Ontario introduces new rules to ‘improve ventilation requirements’ in mines, deploy robots

By Amanda Jerome

Law360 Canada (April 11, 2023, 3:08 PM EDT) -- The Ontario government is introducing “new rules to improve ventilation requirements in underground mines and lower exposure to harmful diesel exhaust to the most protective levels in North America.”

According to a government release, issued April 11, the government is also “making changes to allow for the use of track-mounted robots in mines to increase safety.”

“These specialized machines with a high-definition camera will be controlled by an operator to identify loose rocks, misfired explosives and other safety hazards, while keeping workers out of danger,” the release explained.

The amendments “respond to calls from unions for a reduction of how much diesel particulate miners can be exposed to underground and follow recommendations from the Mining Health, Safety and Prevention Review and recent coroner’s inquests.” The changes expand on action proposed by the government in the Working for Workers Act, 2023.

According to the release, the regulatory amendments will “come into force on July 1, 2023, and others in effect on September 1, 2023, to allow employers time to comply.”

“Ontario’s allowable level of exposure to harmful substances from diesel exhaust in underground mines will now be the most protective in North America,” the release explained, noting that effective Sept. 1, 2023, “the new exposure limit will be a time-weighted average exposure to elemental carbon of not more than 0.12 milligrams per cubic metre of air, instead of 0.4 milligrams per cubic metre of air based on total carbon.”

The release stressed that “long-term exposure to diesel exhaust can be a significant cause of lung cancer in miners.”

Monte McNaughton, minister of labour, immigration, training and skills development, said “miners have been the backbone of Ontario’s economy for generations, and we owe it to them and their families to do more to keep them safe.”

“These everyday heroes are critical to the future of our great province, and I’m proud that our changes today will save lives,” he added in a statement.

George Pirie, minister of mines, said he comes from a “proud mining family and keeping workers safe has always been a top priority, but we can do better.”

“As our government helps companies build more mines, we need to attract the best and brightest to work in this exciting sector.
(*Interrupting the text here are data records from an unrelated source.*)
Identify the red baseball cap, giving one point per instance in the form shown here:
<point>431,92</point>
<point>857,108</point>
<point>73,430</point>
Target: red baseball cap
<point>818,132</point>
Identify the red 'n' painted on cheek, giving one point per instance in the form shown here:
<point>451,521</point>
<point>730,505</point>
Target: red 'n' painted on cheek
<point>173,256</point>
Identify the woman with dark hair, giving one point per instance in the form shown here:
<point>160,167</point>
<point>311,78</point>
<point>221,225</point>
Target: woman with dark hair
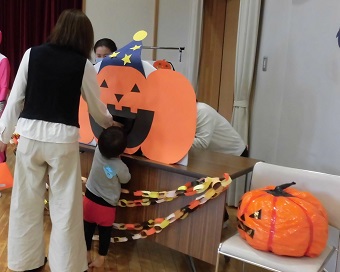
<point>104,47</point>
<point>43,106</point>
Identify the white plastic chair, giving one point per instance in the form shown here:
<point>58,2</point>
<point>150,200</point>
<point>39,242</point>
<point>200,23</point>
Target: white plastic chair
<point>325,187</point>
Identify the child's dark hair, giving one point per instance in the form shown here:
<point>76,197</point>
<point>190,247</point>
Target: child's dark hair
<point>107,43</point>
<point>112,142</point>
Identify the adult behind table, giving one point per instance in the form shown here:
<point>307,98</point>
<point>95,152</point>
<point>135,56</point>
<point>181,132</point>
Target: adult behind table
<point>215,133</point>
<point>44,105</point>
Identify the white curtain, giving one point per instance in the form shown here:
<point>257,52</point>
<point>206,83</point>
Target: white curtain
<point>249,16</point>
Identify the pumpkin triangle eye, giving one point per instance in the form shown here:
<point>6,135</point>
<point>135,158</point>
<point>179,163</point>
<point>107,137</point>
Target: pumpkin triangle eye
<point>104,84</point>
<point>135,89</point>
<point>256,215</point>
<point>246,229</point>
<point>119,97</point>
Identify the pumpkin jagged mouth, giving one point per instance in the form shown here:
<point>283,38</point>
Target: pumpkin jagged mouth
<point>136,125</point>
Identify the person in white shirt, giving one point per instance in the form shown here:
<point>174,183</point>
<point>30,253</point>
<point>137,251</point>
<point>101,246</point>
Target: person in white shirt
<point>215,133</point>
<point>43,108</point>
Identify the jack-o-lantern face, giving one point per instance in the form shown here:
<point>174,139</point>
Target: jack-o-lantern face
<point>284,221</point>
<point>158,112</point>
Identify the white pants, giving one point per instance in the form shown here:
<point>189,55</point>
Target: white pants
<point>26,246</point>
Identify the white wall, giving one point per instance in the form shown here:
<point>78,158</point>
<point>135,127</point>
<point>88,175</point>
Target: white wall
<point>295,119</point>
<point>297,101</point>
<point>178,26</point>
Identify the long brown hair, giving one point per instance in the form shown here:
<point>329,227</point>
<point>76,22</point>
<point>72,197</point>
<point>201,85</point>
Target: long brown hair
<point>74,30</point>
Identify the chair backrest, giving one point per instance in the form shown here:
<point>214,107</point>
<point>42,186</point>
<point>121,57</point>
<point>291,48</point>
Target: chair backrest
<point>325,187</point>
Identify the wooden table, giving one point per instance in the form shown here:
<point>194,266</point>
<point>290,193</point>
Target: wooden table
<point>200,233</point>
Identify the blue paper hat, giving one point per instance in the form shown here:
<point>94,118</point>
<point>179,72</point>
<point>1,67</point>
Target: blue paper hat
<point>129,55</point>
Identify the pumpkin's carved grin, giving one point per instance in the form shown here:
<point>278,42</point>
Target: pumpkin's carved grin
<point>137,125</point>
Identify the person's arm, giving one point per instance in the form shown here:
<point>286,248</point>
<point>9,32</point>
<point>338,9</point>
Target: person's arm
<point>15,101</point>
<point>91,93</point>
<point>204,128</point>
<point>4,78</point>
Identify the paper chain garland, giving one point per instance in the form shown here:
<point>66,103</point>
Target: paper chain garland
<point>151,198</point>
<point>212,187</point>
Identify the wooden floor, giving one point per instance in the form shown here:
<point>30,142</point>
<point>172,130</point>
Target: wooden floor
<point>136,256</point>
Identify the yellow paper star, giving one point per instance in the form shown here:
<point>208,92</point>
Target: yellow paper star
<point>114,54</point>
<point>126,59</point>
<point>135,47</point>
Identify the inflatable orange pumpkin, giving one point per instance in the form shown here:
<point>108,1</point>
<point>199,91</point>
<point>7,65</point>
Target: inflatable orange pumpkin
<point>284,221</point>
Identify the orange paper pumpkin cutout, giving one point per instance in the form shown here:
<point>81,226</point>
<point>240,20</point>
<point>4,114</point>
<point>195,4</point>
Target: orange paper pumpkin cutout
<point>158,111</point>
<point>284,221</point>
<point>162,107</point>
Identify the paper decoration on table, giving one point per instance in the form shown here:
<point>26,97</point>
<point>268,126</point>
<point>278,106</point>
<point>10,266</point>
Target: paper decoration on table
<point>6,178</point>
<point>158,110</point>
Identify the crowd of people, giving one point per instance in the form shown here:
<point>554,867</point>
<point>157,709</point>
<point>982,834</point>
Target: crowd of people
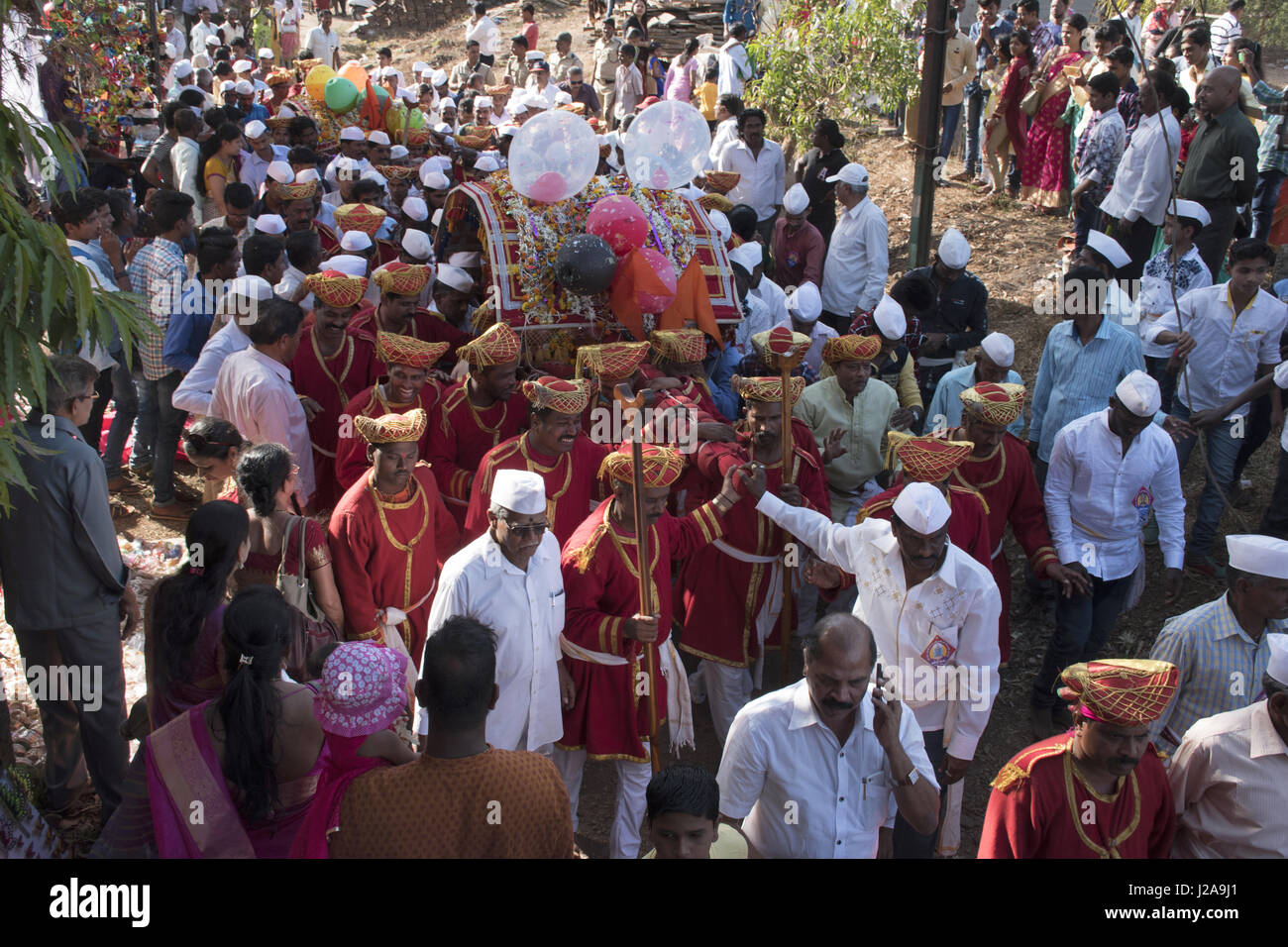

These changes send the message that you can find safe, rewarding careers in Ontario’s mining industry,” he added.

The province has “approximately 5,000 operating mines, 37 of which are underground,” the release explained, noting that “about 12,000 miners work below ground and Ontario mines employ approximately 29,000 workers in total.”

“The Ontario government is also proposing amendments to the Mining Act that would ensure Ontario has a modern and competitive regime for mineral exploration and development,” the release added, emphasizing that “with the recent introduction of the federal Critical Mineral Exploration Tax Credit, Ontario expects to provide an estimated $25 million per year in additional relief to support investment for a competitive mining sector with good jobs.”